Celebramos, en el homenaje que la Universidad Autónoma de Madrid rinde todos los años a Francisco Tomás y Valiente, la feliz idea de programar en un solo evento todos los conciertos de Brandeburgo concebidos por Bach alrededor de 1721. Nos llegan de la mano del maestro John Butt y de su formación, el Dunedin Consort. Se trata de un conjunto eficientemente pertrechado para ofrecer una interpretación de las llamadas “históricas”, aquellas que, entre otras cosas, proponen una ejecución de la música usando los mismos instrumentos que se requerían en una época particular, y que no han experimentado ni en su estructura ni en su timbre reformas ulteriores. La formación, pues, vino provista de unos músicos excepcionales y esforzados que, sin duda, dieron lo mejor de sí ante unos instrumentos no siempre fáciles de domeñar.

Le costó, por ejemplo, mucho trabajo a las trompas encontrar el sitio, la afinación y el diálogo en el Concierto núm. 1; nadie duda de la dificultad de la escritura de Bach para este singular instrumento, ni de las habilidades extraordinarias que demanda a sus ejecutantes, pero el caso es que la intervención de las trompas terminó por dar al traste un entramado eficientemente construido, y por ensombrecer el meritorio trabajo del oboe y el fagot. Múltiples errores en la afinación, numerosas notas falsas y notorios desequilibrios en el diálogo con el resto de los instrumentos desmerecieron el enfoque de un primer concierto que, eso sí, brilló en la elección de un tempo que resultó vivo y exultante.
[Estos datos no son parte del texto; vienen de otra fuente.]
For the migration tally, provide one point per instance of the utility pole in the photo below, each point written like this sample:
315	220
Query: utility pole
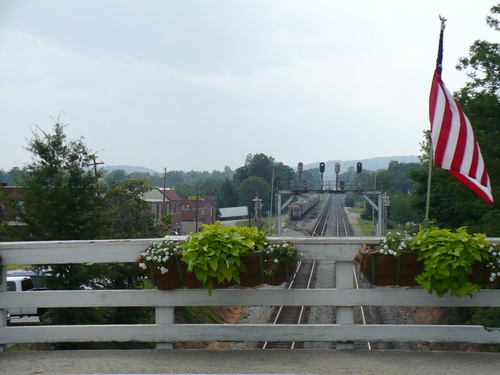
95	165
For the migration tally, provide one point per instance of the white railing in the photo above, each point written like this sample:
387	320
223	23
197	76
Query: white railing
164	332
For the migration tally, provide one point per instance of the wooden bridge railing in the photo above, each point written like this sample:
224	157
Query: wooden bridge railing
165	332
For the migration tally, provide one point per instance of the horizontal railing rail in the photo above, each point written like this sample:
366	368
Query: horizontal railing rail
165	331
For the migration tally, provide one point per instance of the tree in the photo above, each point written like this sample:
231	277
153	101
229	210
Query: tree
62	196
227	194
252	186
130	216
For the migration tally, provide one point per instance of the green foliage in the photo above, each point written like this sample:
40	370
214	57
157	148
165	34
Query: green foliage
215	253
448	257
284	253
130	216
249	188
62	197
452	204
394	243
157	254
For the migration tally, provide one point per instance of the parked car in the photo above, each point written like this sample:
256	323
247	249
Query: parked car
19	283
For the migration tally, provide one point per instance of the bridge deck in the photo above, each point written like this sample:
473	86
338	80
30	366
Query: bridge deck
247	362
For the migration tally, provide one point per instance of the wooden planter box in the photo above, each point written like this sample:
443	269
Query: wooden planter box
383	270
178	275
380	269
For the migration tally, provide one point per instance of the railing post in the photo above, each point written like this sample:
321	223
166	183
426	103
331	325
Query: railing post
164	315
344	280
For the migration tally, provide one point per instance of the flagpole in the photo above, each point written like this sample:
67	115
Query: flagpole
429	175
439	65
John Butt al frente del Dunedin Consort © Dunedin Consort
John Butt al frente del Dunedin Consort
© Dunedin Consort

A continuación, ya sin las trompas, y tras un largo espacio de tiempo dedicado a recuperar la afinación, la formación comenzó a recuperarse en el Concierto núm. 6; y ya pudimos apreciar sin preponderancias tímbricas el hábil contrapunto diseñado por Bach y las calidades indiscutibles en el fraseo y en la articulación. Cierto que aún echamos de menos algo de contraste entre los movimientos, que en general mostraron un carácter similar, así como un poco más de brío y entusiasmo.

Una avalancha de toses y ruidos perpetrados al término de este Concierto núm. 6 comenzó a sugerir el requerimiento de un revulsivo inmediato para evitar la caída del recital. Y este vino, en el Concierto núm. 5, de la mano de dos intervenciones tan excepcionales como inolvidables: la del propio director, esta vez decididamente involucrado en el clave; y la de la extraordinaria flautista Katy Bircher, que sin duda conmovió y convenció con un sonido debidamente comedido, pero al mismo tiempo omnipresente y generoso. Quienes conocen este Concierto núm. 5 saben que el clavecinista no debe despistarse, pues la proliferación de trampas y dificultades puede desmoronar todo el entramado: John Butt demostró no solamente estar al tanto de la resolución de todas las dificultades de la dirección, sino que además evidenció que se trata de un clavecinista apabullante y resolutivo. Por su parte, la orquesta supo adecuar y adaptar su sonido conjunto para favorecer que el del clave individual pudiera destacarse y alcanzar sin restricciones todos los rincones del auditorio.

A partir de aquí, y especialmente tras el descanso, el concierto tomó un rumbo mucho más ameno y brillante, adoptando colores más vivos y sugerentes, las más de las veces producidos por un enfoque rítmico que siempre derivaba hacia delante, aún en los movimientos lentos, y por una cuidadísima dirección de la articulación de los motivos y de los fraseos. Particularmente interesante resultó la interpretación del alegre Concierto núm. 3, comandado únicamente por las cuerdas y por un clave mucho más comedido que en el anterior ejemplo. Volvió a ensombrecerse el asunto momentáneamente con la intervención de una trompeta desafinada en el Concierto núm. 2, pero el solista supo ordenar su afinación y su temperamento sonoro, devolviendo interés y desparpajo a una formación que perpetuó su buen hacer hasta los últimos compases del Concierto núm. 4, donde, repetimos, destacó la flautista Katy Bircher, esta vez compartiendo méritos con Láslzo Rózsa.

Así que, como vemos, asistimos a un concierto en cierto modo irregular, y que generó los debidos reconocimientos a los instrumentistas más comprometidos. Sin esperar grandes ovaciones, el director se dejó agradecer en dos ocasiones, y sin más, retiró a una formación que dejó el eco de unos conciertos de Brandeburgo interesantes, no cabe duda, pero tal vez no inolvidables.